Turbulence in the wintertime northern Adriatic Sea under strong atmospheric forcing

Peters, H, Lee CM, Orlic M, Dorman CE.  2007.  Turbulence in the wintertime northern Adriatic Sea under strong atmospheric forcing. Journal of Geophysical Research-Oceans. 112

Date Published:

Feb 17


boundary-layer, broad-band adcp, flow, mixed-layer, part i, reynolds stress, shear-stress, surface, tidal channel, upper ocean


[1] In February 2003, we observed the response of the 40 to 50 m deep northern Adriatic Sea to strong surface forcing by 20 m s(-1) winds and 600 W m(-2) net upward heat flux resulting from cold bora winds blowing onto a relatively warm sea through gaps in the Croatian mountains.

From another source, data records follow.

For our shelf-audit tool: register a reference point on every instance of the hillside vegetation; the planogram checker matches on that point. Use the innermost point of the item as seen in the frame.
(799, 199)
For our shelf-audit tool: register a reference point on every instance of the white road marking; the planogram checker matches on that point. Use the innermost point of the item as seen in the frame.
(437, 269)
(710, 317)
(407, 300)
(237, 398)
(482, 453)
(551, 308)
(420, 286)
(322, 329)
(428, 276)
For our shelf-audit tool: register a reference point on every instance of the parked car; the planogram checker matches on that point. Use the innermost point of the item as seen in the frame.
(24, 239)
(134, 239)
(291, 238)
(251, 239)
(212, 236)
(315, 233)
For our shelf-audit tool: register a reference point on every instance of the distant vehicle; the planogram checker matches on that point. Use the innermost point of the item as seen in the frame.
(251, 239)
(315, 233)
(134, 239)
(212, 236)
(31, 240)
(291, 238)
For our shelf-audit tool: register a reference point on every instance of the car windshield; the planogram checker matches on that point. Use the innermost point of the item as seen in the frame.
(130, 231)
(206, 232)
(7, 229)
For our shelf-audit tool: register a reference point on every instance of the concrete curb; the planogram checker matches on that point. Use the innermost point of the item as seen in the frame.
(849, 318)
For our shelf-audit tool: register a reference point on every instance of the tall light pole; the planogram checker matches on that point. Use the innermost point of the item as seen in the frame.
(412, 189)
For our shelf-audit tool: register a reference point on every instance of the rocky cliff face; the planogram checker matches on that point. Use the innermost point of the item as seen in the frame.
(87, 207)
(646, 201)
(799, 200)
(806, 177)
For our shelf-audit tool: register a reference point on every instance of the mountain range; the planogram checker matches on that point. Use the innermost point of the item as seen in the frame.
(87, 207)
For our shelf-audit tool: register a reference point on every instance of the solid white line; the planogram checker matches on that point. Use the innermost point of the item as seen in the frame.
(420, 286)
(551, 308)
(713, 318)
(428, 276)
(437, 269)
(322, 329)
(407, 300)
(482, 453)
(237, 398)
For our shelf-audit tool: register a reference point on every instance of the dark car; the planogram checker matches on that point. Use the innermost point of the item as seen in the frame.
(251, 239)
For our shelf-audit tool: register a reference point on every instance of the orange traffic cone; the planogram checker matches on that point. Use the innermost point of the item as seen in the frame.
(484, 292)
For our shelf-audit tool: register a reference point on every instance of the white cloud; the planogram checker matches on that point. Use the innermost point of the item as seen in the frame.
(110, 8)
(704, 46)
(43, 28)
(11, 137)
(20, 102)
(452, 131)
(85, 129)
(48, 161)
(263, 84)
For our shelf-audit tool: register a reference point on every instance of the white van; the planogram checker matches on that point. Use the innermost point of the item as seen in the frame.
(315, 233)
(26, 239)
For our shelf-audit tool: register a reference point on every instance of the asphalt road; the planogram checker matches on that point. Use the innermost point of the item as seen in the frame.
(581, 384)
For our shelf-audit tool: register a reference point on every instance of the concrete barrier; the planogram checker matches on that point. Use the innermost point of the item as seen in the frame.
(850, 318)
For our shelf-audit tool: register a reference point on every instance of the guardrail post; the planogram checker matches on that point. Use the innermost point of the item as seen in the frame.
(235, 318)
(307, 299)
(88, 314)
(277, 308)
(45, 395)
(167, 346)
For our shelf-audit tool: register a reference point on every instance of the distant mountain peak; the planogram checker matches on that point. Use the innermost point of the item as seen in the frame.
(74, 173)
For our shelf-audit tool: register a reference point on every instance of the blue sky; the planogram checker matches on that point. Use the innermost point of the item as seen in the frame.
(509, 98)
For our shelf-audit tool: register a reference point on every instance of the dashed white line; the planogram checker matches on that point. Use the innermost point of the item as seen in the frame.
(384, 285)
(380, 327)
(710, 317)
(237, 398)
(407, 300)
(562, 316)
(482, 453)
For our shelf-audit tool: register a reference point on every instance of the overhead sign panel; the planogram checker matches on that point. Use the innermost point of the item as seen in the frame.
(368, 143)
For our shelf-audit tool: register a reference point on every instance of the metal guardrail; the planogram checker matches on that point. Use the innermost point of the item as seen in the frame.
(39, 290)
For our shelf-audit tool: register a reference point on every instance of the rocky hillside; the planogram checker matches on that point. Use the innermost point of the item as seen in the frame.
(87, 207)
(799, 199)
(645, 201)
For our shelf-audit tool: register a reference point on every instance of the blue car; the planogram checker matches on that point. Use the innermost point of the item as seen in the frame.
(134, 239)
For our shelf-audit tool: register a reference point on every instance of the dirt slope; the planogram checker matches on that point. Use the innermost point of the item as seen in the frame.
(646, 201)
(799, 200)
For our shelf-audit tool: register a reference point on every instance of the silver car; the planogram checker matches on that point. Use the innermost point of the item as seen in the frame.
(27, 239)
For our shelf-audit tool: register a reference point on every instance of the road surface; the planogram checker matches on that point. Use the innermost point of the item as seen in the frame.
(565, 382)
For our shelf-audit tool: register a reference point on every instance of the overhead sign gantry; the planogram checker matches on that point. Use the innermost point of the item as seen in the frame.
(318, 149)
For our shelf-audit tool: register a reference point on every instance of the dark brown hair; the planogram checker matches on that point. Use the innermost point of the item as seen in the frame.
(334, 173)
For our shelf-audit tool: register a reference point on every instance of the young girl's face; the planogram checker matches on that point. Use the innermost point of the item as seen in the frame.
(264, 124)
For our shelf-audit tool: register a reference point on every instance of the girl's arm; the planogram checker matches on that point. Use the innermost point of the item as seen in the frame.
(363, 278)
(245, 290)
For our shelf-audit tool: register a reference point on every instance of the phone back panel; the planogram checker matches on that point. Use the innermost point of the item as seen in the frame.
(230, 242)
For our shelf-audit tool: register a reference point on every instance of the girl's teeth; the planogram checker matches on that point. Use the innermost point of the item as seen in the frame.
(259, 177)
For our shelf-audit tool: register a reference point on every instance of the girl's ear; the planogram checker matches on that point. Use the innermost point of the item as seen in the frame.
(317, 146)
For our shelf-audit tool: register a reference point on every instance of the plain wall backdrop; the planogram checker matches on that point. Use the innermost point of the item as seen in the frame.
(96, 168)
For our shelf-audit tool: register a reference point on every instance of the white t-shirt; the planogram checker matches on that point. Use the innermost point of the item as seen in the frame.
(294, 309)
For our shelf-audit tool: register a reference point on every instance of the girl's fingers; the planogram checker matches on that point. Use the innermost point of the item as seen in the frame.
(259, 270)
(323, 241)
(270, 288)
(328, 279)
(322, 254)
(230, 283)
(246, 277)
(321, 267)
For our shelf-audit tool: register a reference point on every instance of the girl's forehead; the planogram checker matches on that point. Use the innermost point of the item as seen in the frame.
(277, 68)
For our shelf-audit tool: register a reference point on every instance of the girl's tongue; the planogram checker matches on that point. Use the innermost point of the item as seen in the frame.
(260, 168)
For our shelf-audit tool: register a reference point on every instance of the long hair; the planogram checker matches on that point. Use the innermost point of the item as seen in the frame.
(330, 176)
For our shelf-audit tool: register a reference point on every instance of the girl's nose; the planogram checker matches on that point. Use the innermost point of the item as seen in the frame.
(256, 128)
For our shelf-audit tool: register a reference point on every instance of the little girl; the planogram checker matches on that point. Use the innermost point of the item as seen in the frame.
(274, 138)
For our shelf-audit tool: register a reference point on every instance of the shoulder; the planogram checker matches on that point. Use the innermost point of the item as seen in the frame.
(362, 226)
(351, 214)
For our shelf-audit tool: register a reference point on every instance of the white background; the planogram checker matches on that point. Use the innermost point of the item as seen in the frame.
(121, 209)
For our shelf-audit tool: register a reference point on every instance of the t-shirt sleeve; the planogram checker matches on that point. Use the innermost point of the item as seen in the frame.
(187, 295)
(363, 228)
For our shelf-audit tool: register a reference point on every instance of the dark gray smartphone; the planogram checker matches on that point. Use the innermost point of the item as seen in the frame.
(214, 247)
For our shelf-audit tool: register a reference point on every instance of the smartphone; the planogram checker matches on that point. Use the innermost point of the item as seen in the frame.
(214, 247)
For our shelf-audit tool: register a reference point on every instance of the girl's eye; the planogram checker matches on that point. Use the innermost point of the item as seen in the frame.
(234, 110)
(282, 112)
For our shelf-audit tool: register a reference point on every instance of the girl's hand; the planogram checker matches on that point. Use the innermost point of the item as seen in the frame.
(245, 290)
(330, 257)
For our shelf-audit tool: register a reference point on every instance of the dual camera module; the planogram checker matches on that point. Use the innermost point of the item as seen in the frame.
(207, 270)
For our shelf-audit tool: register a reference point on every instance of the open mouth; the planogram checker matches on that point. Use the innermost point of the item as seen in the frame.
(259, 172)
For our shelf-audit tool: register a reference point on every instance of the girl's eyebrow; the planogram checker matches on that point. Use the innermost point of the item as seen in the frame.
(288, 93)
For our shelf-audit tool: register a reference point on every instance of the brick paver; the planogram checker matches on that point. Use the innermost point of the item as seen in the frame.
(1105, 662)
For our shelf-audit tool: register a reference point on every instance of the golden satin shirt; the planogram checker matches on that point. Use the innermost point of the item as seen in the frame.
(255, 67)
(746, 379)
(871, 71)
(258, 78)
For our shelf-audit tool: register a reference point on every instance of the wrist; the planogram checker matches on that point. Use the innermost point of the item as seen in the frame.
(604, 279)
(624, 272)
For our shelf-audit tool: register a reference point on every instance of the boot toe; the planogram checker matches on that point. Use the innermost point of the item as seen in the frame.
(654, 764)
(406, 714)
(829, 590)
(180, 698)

Ocean turbulence throughout the water column was observed with a microstructure profiler and a bottom-mounted, upward-looking, 5-beam, acoustic Doppler current profiler ( ADCP). Microstructure-based dissipation rates (epsilon) were close to similarity scaling of the surface wind stress. The surface buoyancy flux, related to the oceanic heat loss, contributed little energy to the turbulence, but led to sustained unstable stratification. The energy-containing range of the turbulence together with the upper end of the inertial subrange, with horizontal scales between a few hundred meters and about 10 m, contained coherent, anisotropic overturning motions aligned with the low-frequency, barotropic ocean currents which carried stress and showed an asymmetry between rare, narrow, faster downdrafts and diffuse, weak updrafts. These motions bear no similarity with Langmuir cells. The turbulence measurements were embedded in surveys of the mesoscale ocean variability. Part of the observations were set in a front a few hundred meters wide with little density contrast. As the bora wind relaxed, the front began to develop a highly stratified "foot'' undergoing intense mixing. The paper addresses problems of beam spreading and instrumental noise in ADCPs.